THE EVOLUTION OF JUDICIAL TYRANNY IN THE UNITED STATES:

"If the judges interpret the laws themselves, and suffer none else to interpret, they may easily make, of the laws, [a shredded] shipman's hose!" - King James I of England, around 1616.

“No class of the community ought to be allowed freer scope in the expression or publication of opinions as to the capacity, impartiality or integrity of judges than members of the bar. They have the best opportunities of observing and forming a correct judgment. They are in constant attendance on the courts. Hundreds of those who are called on to vote never enter a court-house, or if they do, it is only at intervals as jurors, witnesses or parties.
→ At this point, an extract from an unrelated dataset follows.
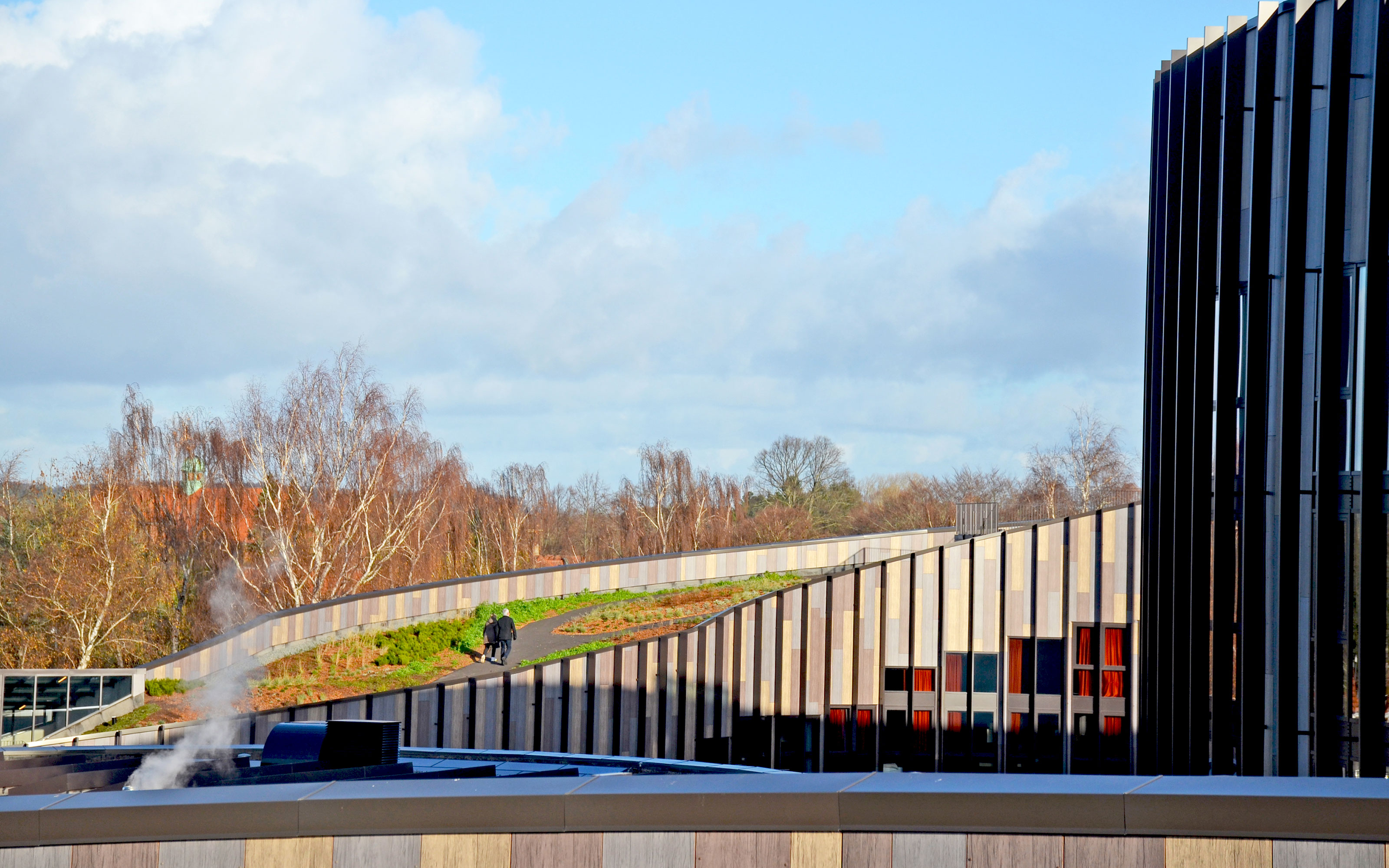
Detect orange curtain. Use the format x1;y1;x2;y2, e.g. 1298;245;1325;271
1100;671;1124;696
1008;639;1028;693
1104;628;1128;667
To say that an attorney can only act or speak on this subject under liability to be called to account and to be deprived of his profession and livelihood by the very judge or judges whom he may consider it his duty to attack and expose, is a position too monstrous to be entertained for a moment under our present system,” Justice Sharwood in Ex Parte Steinman and Hensel, 95 Pa 220, 238-39 (1880).
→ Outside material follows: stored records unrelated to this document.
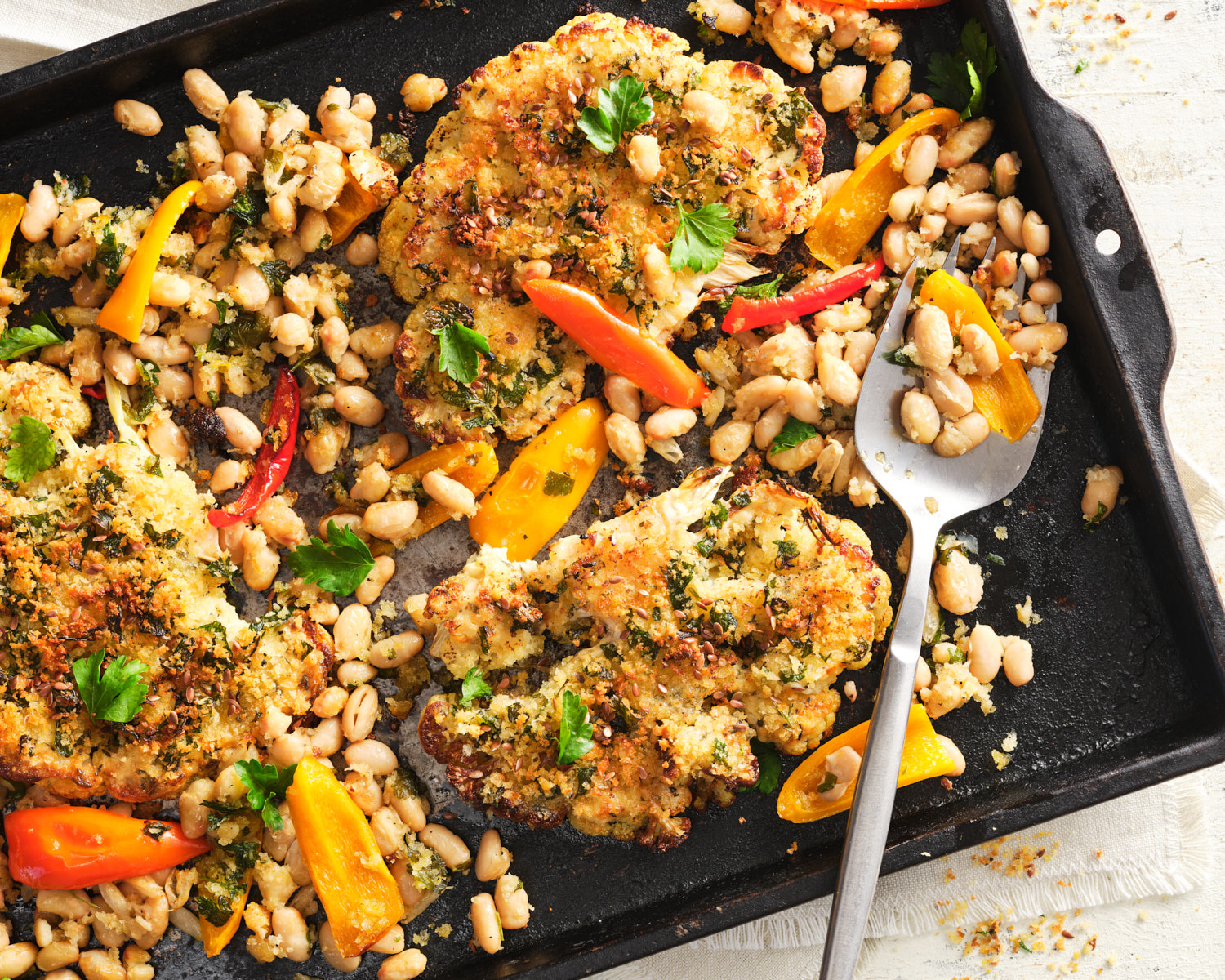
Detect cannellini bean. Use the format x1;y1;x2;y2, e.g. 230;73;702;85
902;134;940;185
710;421;754;466
881;222;915;272
370;630;425;670
183;69;229;122
931;412;991;457
494;875;532;929
472;892;502;953
416;823;472;871
1009;320;1068;368
681;88;732;136
353;555;396;605
902;389;940;446
821;65;867;113
1004;639;1034;688
936;117;995;171
21;180;60;242
911;303;953;372
379;950;426;980
936;740;965;776
1080;466;1124;523
872;59;911;115
945;191;1000;225
933;549;982;617
625;132;662;184
113;100;162;136
924;368;974;419
969;622;1004;684
604;412;647;467
421;470;477;517
473;828;512;881
1009;211;1051;257
958;323;1000;377
345;739;397;779
335;385;387;426
399;73;448;113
“This case illustrates to me the serious consequences to the Bar itself of not affording the full protections of the First Amendment to its applicants for admission. For this record shows that [the rejected attorney candidate] has many of the qualities that are needed in the American Bar. It shows not only that [the rejected attorney candidate] has followed a high moral, ethical and patriotic course in all of the activities of his life, but also that he combines these more common virtues with the uncommon virtue of courage to stand by his principles at any cost.

It is such men as these who have most greatly honored the profession of the law. The legal profession will lose much of its nobility and its glory if it is not constantly replenished with lawyers like these. To force the Bar to become a group of thoroughly orthodox, time-serving, government-fearing individuals is to humiliate and degrade it.” In Re Anastaplo, 18 Ill. 2d 182, 163 N.E.2d 429 (1959), cert. granted, 362 U.S. 968 (1960), affirmed over strong dissent, 366 U.S. 82 (1961), Justice Black, Chief Justice Douglas and Justice Brennan, dissenting.

" I do not believe that the practice of law is a "privilege" which empowers Government to deny lawyers their constitutional rights. The mere fact that a lawyer has important responsibilities in society does not require or even permit the State to deprive him of those protections of freedom set out in the Bill of Rights for the precise purpose of insuring the independence of the individual against the Government and those acting for the Government”. Lathrop v Donohue, 367 US 820 (1961), Justice Black, dissenting.

"The legal profession must take great care not to emulate the many occupational groups that have managed to convert licensure from a sharp weapon of public defense into blunt instrument of self-enrichment". Walter Gellhorn, "The Abuse of Occupational Licensing", University of Chicago Law Review, Volume 44 Issue 1, September of 1976.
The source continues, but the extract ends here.